The PII Blog

PII’s Role in a Class-Action Lawsuit a Decade Ago Connects to Current Changes in Military’s Handling of Sexual Assault

By Cathleen Watkins

In a move to toughen the military’s handling of sexual harassment, President Biden recently signed an Executive Order making sexual harassment a crime under the Uniform Code of Military Justice. The change encompassed both in person and online harassment, including sharing of sexual imagery.

This significant reform follows another fundamental change in how the military approaches sexual assault complaints. At the end of 2021, federal lawmakers restructured the complaint process for sexual assault allegations, stripping commanders of the authority to make decisions on whether those accused of rape, sexual assault, domestic violence, murder, and other offenses will face prosecution. Instead, independent military prosecutors will have this authority.

Public Interest Investigations, Inc. (PII) has been close to the fight to remove commanders from this role for more than a decade. In 2011, PII was the lead investigator on litigation brought by attorney Susan Burke alleging that the military mishandled seventeen cases of sexual assault spread across different military branches. Plaintiffs in this federal class action, which included fifteen women and two men, had been required to bring their complaints to their commanding officers rather than to someone outside their chain of command. This resulted in situations in which victims were ordered to continue working with, and living in close proximity to, their alleged perpetrators, who often outranked them. Additionally, commanders decided which cases went to court-martial.

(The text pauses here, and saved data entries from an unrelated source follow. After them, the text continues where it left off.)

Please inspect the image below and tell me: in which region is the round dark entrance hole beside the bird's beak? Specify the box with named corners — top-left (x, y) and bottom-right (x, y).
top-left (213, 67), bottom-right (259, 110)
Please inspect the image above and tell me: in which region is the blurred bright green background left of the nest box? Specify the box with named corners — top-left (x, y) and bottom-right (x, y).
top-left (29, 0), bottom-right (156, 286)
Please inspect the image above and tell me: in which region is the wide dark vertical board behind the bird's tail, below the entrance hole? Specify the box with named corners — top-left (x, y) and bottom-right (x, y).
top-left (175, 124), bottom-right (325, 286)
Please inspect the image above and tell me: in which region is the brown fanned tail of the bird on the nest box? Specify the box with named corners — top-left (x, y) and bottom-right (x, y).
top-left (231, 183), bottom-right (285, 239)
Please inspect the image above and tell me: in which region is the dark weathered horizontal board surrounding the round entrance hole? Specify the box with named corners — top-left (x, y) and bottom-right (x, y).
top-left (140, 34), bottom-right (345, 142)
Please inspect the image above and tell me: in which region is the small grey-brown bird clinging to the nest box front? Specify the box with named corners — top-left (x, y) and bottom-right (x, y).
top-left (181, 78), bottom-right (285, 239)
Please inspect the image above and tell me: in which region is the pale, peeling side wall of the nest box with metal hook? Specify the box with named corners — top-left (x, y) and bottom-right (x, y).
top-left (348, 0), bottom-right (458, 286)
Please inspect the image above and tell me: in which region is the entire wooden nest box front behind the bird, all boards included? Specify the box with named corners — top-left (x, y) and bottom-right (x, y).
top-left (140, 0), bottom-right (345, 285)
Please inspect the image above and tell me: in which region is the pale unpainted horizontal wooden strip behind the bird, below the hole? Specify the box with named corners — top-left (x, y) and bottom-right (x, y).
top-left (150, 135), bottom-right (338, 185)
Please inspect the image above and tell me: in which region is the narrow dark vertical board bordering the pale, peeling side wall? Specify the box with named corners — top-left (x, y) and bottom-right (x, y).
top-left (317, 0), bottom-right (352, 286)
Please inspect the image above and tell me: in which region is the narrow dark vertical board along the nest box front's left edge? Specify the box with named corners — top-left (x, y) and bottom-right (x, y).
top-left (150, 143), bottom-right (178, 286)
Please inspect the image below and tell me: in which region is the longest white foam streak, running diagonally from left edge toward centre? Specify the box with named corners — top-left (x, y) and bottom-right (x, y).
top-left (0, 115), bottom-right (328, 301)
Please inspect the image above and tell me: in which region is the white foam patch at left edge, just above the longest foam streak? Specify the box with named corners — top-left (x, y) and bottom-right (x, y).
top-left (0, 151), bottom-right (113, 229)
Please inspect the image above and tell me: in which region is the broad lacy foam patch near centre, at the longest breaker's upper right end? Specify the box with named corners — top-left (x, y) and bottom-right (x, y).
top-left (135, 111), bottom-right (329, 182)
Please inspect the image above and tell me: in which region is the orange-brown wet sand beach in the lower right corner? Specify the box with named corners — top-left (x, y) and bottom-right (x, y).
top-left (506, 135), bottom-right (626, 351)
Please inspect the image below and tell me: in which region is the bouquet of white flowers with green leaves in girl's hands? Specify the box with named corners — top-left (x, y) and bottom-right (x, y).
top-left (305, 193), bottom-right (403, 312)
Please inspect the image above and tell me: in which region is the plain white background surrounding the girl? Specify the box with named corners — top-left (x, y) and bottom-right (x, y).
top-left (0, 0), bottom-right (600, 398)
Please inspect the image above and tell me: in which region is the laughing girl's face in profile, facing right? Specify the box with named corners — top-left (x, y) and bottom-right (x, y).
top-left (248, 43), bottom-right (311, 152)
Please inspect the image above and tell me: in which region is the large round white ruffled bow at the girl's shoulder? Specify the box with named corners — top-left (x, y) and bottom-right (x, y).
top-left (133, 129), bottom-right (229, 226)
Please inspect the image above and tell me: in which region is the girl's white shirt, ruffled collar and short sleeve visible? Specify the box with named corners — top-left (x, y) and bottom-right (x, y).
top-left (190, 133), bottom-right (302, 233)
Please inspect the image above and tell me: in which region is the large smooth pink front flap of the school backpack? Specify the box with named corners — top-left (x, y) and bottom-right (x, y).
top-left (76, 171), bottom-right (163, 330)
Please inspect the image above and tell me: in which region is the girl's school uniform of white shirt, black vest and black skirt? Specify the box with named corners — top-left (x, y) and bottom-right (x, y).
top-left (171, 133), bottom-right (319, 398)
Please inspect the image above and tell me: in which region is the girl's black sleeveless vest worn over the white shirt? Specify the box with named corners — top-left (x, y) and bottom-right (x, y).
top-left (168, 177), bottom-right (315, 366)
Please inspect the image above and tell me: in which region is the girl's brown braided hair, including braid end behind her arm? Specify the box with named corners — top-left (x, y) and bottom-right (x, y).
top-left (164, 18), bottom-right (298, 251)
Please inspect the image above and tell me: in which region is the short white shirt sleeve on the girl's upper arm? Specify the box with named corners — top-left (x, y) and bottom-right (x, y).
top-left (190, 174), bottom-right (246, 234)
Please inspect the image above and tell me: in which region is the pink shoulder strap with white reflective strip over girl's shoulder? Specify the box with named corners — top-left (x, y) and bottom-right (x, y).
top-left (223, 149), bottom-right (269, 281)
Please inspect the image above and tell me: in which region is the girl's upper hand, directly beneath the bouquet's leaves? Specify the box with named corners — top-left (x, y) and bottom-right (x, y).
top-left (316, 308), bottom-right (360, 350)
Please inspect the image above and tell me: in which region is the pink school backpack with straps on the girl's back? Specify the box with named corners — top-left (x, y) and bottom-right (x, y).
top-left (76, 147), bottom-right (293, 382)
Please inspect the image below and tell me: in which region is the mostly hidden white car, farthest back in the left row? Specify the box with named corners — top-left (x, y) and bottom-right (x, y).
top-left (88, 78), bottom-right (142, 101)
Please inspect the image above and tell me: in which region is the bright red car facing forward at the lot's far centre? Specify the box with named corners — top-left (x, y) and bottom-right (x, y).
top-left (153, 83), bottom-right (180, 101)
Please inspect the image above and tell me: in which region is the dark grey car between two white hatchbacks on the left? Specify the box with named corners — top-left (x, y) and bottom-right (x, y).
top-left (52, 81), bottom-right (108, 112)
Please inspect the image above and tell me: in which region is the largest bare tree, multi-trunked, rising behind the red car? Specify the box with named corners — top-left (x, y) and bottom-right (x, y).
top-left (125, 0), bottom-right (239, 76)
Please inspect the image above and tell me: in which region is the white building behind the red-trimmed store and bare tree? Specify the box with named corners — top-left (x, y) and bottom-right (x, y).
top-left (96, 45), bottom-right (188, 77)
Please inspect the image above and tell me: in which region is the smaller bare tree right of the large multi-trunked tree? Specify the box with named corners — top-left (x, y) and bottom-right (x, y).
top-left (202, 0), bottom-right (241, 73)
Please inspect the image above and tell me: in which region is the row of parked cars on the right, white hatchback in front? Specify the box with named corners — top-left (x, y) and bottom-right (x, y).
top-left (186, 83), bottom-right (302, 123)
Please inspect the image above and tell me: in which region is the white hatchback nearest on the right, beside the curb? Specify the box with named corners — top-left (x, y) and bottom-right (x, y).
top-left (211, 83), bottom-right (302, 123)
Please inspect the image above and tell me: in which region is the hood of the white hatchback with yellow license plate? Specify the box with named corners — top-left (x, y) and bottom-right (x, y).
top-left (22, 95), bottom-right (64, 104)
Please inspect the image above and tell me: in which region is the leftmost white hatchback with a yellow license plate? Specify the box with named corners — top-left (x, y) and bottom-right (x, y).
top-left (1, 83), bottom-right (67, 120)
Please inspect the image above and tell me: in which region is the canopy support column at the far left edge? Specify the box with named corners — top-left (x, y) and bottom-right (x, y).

PII’s team – Keith Rohman, Barbara Dalton, and Li Fellers – interviewed dozens of survivors of military rape across the country as part of the class action. The service members’ disturbing accounts were then shared with Sen. Kirsten Gillibrand and became part of the body of evidence that eventually led lawmakers to make the recent shift to remove commanders from the reporting structure.

The idea that commanders would give up this role met strong opposition when it was first introduced. Rohman said, “The prospect of removing the military commander from the investigation process was a hard ‘No,’ from the Pentagon and its Congressional supporters in 2011. There is a direct line between PII’s work and this achievement.”

While Sen. Gillibrand, Rep. Jackie Speier, and others continue to fight for more changes, it is important to remember that this procedural shift toward a fairer complaint process was unthinkable a generation ago.


Cathleen Watkins is a senior investigator at PII. She is also a trainer and project director at T9 Mastered, an affiliate of PII that provides training to Title IX professionals on investigating and adjudicating campus sexual assaults.